# Generic elliptic solver

#### Notes

Requirements:

- Steve: FunWave, need parallelism and mesh refinement;
- Ian: 6-variable, linear elliptic equation, may need mesh refinement and definitely parallelism;
- Eloisa: generic solver, easy to use and to experiment with more important than efficiency, no restriction on topology, mesh refinement would be good but doesn't need it for everything;
- Do these requirements limit the type of solver? Can we use multigrid? Spectral?
- Boundary conditions play now a more important role than for hyperbolic problems. Are the current mechanisms for specifying them enough? Do we need, say, inner boundaries?

Existing tools:

- Scott's multigrid AMR elliptic solver, second order with extension to fourth order coming soon; integrate with Cactus via own data conversions, but currently making it talk to Carpet. Available immediately via SVN;
- Eloisa has experimented with OpenFOAM: nice and flexible, not great for accuracy, need to import data to Cactus afterwards (not complicated, but unfeasible to do at each timestep).
- Current CactusElliptic: EllBase gives interface to register elliptic solvers, currently not much implemented (SOR), equation type is a little restrictive (linear), compatibility with AMR unknown;
- CarpetPETSc (can PETSc work with AMR)? LSUPETSc?

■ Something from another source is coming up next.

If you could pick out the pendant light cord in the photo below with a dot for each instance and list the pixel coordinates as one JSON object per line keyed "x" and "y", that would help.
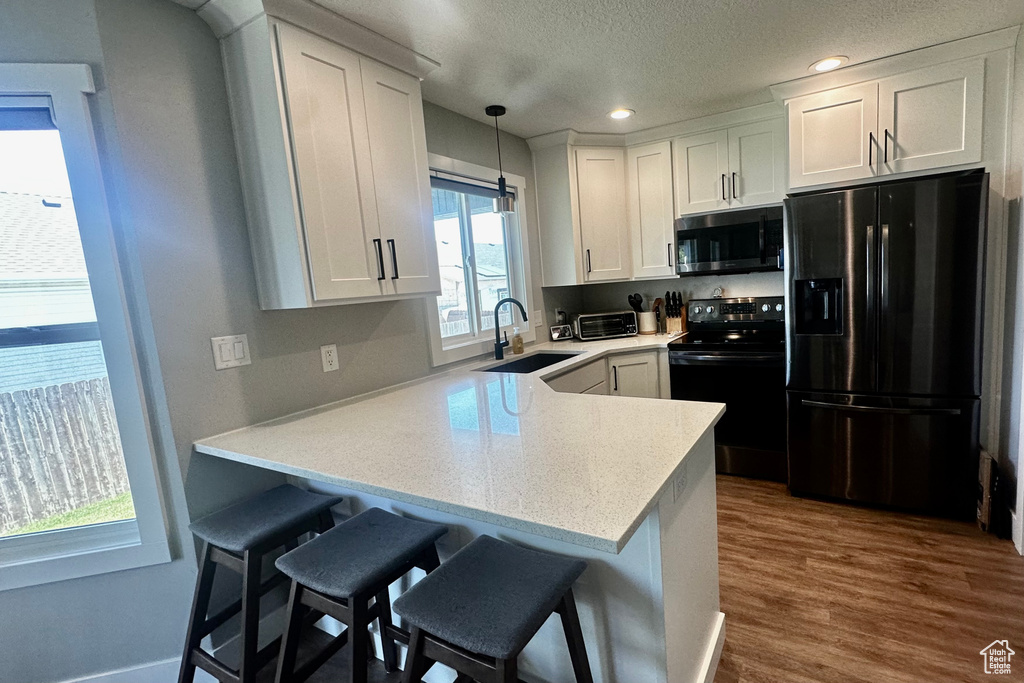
{"x": 498, "y": 139}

Note: PETSc doesn't work with OpenMP;
- Lorene/KADATH;
- Existing implementations:
- TwoPunctures;
- NoExcision (FD conjugate-gradient, system of decoupled equations, no AMR);
- Kranc-generated Laplace solver via relaxation;
- BAM_Elliptic (https://svn.aei.mpg.de/numrel/AEIThorns/BAM_Elliptic/trunk/; usability? license?);
- TATElliptic (interface only)?
- Aaryn's solver (2D)?

- There's currently nothing that allows for AMR!
- Chombo multigrid AMR?
- HYPRE?
- PAMR?

Possible directions:

- EllBase road, make type of equation more generic:
- Add more terms and coefficients;
- Ian: specify the equation via a callback for the residual, a registration method for the variables to solve for and possibly the derivatives/jacobians, much like in MoL (these could be generated via Kranc); this would also really only work with relaxation methods, not for direct inversion methods. Many solvers, all working along these guidelines? EllBase would provide the interface;

- Petsc
- Use petsc directly
- Write an interface between petsc and cactus

#### Discussion and conclusions

- There is a distinction between inversion methods and relaxation methods; the former use matrix inversion to solve a linear system (possibly coming from the linearization of a non-linear problem), whereas the latter reduce the residuals to zero by implementing the corresponding parabolic equation and let the solution relax to a static one. PETSc has some infrastructure for relaxation methods (namely, multigrid solvers), but has much more in the way of inversion methods (along with linearization methods). Additionally, AMR is easy to cope with in the inversion methods, where the grid (in real space or in frequency space) is mapped to a matrix and its "connectivity" is irrelevant, but is harder to have around in relaxation methods, where the jacobians of all the involved operators (including prolongation, ...) have to appear;
- Erik has some experience implementing solvers based on the PETSc library, and has confidence that this method would yield robust tools as long as one is willing to code up all the equation jacobians; these will be variably complicated depending on the type of mesh refinement, i.e. relatively simple for unigrid or old-school multipatch, more complicated for new multipatch and AMR. This means one could complete this project step-by-step, progressively adding AMR capabilities by coding up the appropriate jacobians;
- TexMEx, a multigrid solver with AMR capabilities, is currently available in Cactus. The integration with Cactus (and Carpet) is currently minimal: TexMEx is used as a black box that produces the result (with its own data structures, etc.) and only at the end communicates it to Cactus. This prevents the framework from seeing inside its algorithm, which is not ideal for debugging, and additionally makes it hard to extend the package, e.g. by letting the user specify a callback function to calculate the residual. As of now, TexMEx implements the hamiltonian constraint, which doesn't help who (Steve, Ian) is interested in solving other types of equations.
- Peter's NoExcision thorn uses [Conjugate Gradient] methods with finite differencing. This seems like a good method to use and should be easy to implement. A generic infrastructure could be written for this, where a user provides just the RHS function as in MoL. This could also be done in Kranc. Not sure what the drawback would be - maybe it would not be efficient enough, or maybe there are subtleties we are not aware of due to lack of knowledge. Assuming it would work with mesh-refinement, but have no knowledge of any possible problems.

#### Plan

- Take LSUPETSc as a basis, and try to add the missing pieces to make it work with the grids we're interested in;
- Check with the TexMEx developers what their roadmap is for integration with Carpet, and see if we can make this tool solve generic equations.
- Implement a conjugate-gradient solver in Kranc and then try to generalise to a generic elliptic interface.